Sigo donde lo dejé en la última columna. Probablemente, me perdí entre las berzas y el cogollo se quedó sin tocar. Lo que yo quería poner sobre la mesa es la insoportable levedad —digo más: vaciedad— de un debate que se activa y desactiva cíclicamente sin terminar de llevarnos a ninguna parte. Por ese lado, no tienen nada que temer los adalides de la integridad de la nación española. Todo lo contrario. Están más cómodos que nadie invocando la sagrada Constitución (con sus tanques en el interior), advirtiendo que levantarán innecesarios diques de contención contra una amenaza que saben irreal o anunciando el apocalipsis que seguirá a una secesión que tienen la absoluta seguridad de que no se producirá.
Sí, consiguen que su zozobra parezca auténtica. Nos hacen creer que no pegan ojo, atribulados porque esta vez parece que sí, que va en serio, que su patria está en peligro de perder dos pedacitos. Puro teatro. Sencillamente, sueltan hilo a la cometa para que sigamos enredándonos en él, plenamente conscientes de que esa es nuestra gran especialidad. Ni siquiera tienen que aplicar el viejo y simple “Divide y vencerás” porque ese trabajo se lo dan —o sea, se lo damos— hecho.
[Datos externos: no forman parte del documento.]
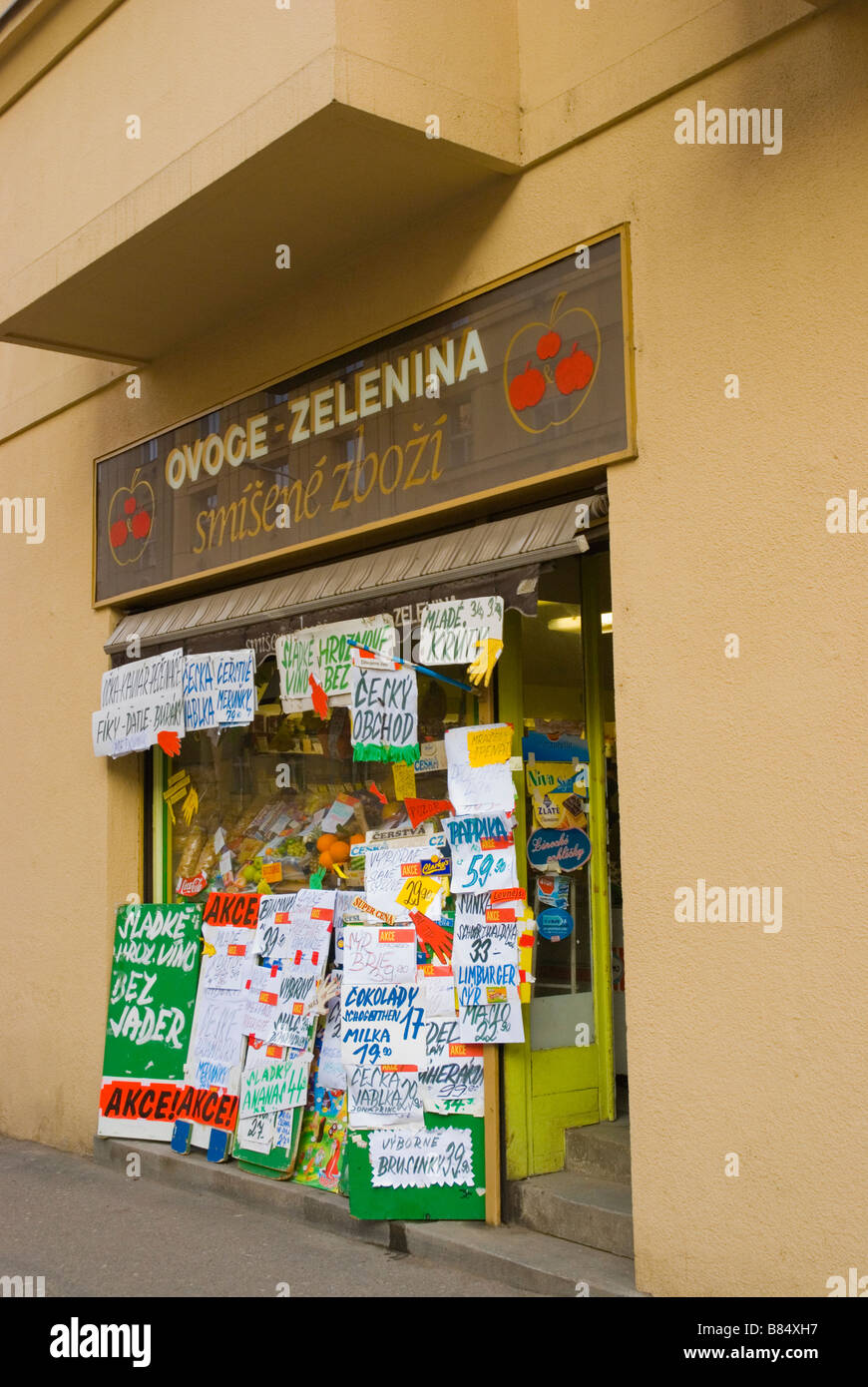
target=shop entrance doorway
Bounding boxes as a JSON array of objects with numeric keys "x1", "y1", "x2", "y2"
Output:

Y ahí es donde caigo en la cuenta de que antes de preguntar para qué queremos la independencia, debí cuestionar algo más obvio: ¿De verdad la queremos? Me consta que la respuesta automática de muchos lectores será “¡Toma, claro”, “¡Nos ha jodido, lo que más en este mundo!” o “Sueño con ella todos los días”. Ya, eso mismo lo llevo escuchando desde hace 35 años, 34 de ellos abundantemente regados en sangre. No solo no hemos avanzado un paso hacia ella, sino que si miramos a nuestro alrededor, comprobaremos que, a la chita callando, alguna de las autonomías del café para todos ha mojado bizcochos que por aquí no hemos catado. ¿Seguro que la queremos? ¿No será que nos conformamos con querer quererla? Son cosas muy distintas.